This was an issue that frequently was raised with me during the election-- why can't all Albertans vote for both Public and Catholic School Boards?
You may not know this, In Alberta, your local Catholic School district is fully paid for by all Alberta taxpayers, not only Roman Catholics. Catholic schools are owned by albertans and are not church assets, because they are entirely funded by the provincial government. The teachers belong to the Alberta Teachers’ Association and are teaching the Alberta curriculum. The two systems belong to all Albertans but, while Catholics can vote for public school trustees, non-Catholics may not vote for separate school trustees, even if they are sending children to separate schools. No other religion gets their own school system fully-funded by taxpayers.

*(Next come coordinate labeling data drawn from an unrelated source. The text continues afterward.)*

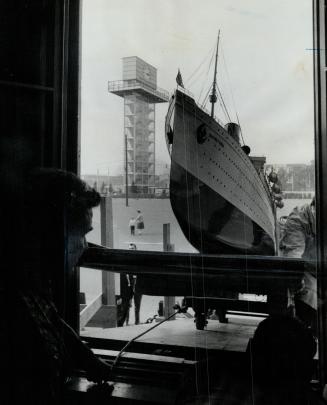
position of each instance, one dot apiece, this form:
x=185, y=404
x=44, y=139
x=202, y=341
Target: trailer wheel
x=200, y=321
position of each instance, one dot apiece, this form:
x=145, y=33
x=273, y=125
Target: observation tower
x=140, y=93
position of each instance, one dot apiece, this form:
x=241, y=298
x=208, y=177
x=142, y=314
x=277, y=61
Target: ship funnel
x=234, y=131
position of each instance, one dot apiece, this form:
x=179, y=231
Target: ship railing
x=188, y=93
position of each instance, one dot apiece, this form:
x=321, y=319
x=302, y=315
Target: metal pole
x=126, y=171
x=169, y=302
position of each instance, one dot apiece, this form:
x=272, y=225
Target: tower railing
x=124, y=85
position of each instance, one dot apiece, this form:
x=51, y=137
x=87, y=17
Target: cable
x=197, y=69
x=179, y=310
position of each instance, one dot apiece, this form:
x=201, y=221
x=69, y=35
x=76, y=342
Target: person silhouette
x=42, y=348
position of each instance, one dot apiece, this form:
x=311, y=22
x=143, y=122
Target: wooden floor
x=233, y=336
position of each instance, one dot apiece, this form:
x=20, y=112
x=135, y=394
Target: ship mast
x=213, y=96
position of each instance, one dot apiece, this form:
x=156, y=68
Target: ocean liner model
x=220, y=195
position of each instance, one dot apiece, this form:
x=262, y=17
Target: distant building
x=295, y=178
x=140, y=92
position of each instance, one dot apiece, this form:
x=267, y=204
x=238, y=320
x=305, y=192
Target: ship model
x=221, y=196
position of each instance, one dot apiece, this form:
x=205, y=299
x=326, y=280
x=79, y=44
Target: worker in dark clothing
x=128, y=293
x=299, y=240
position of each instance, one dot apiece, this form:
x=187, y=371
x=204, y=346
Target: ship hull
x=221, y=203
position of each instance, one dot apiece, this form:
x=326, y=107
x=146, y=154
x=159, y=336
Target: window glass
x=224, y=176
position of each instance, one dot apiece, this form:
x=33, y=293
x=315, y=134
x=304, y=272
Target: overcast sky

You pay, you should have a say!
All citizens get a chance to vote for their municipal officials -- this makes sense, you pay property taxes and are a member of the community, right?
But why, so long as we have school boards, and so long as the government pays for a duplicate Catholic school system do you not get a right to vote for both? I could understand the argument that if these are private schools that receive no public subsidy that they should be able to govern themselves accordingly.
Remember, your tax dollars pay for both systems (regardless of where you send your property taxes, which only make up a fraction of the operating costs anyways).
Here are some other important arguments to consider:
- School boards spend hundreds of millions of dollars annually and control billions of dollars of land and assets across Alberta. This is serious money-- your tax dollars-- so wouldn't you like a say in how it is being spent?
- Only 17% of Edmontonians in 2014-2015 designated their taxes to the Catholic schools. That's only $200 million compared to almost $2 Billion to the public school system.
- Only 8% of Edmontonians voted for Catholic School Trustee in the 2017 civic election.
- About 25% of students attending Edmonton Separate schools are not Catholic. Yet the law as it is written would deny their parents the right to vote for the school trustees who will determine their child’s education. This is wrong. Students can be served by both systems, why can’t voters have a say in both systems?
- If you are a parent and you have one child in a public and one child in a Catholic school, shouldn't you be allowed to vote for both boards?
- If all citizens were allowed to vote for both boards, it would lead to more moderate views reflective of the whole populace elected. Concerns have been raised that there is a growing polarity between Catholic School Boards and civil society on topics such as sexual health education, human rights, and more. Former Catholic Trustee Patricia Grell raised important questions about Who is really in charge? The Bishop or the democratic electorate?
- Former Education Minister David King commented that Separate schools are not an organ of the church, but rather a civil democratic institution and as such should be democratically governed and accountable to the laws of Alberta, not church/canon law.
- Concerns have been raised about the amount of public tax dollars being spent on church functions rather than on education. That is dollars that could be used to hire teachers or provide more efficient bussing.
- Across Alberta, School board turnout is low anyway. More voters for both boards would lead to more engagement in both systems and support for publicly funded education!
- There is no "test" when you go to vote. The person giving you the ballot has no idea if you are a practicing Catholic or if you direct your taxes to the public system.
Do you think your lack of fair representation is an issue?
Some will suggest that fair voting is only a half measure and that it is time for a provincial referendum to abolish separate duplicate Catholic school systems altogether. In the meantime, so long as there are still fully-paid for Catholic school boards,shouldn’t all Albertans still have a say?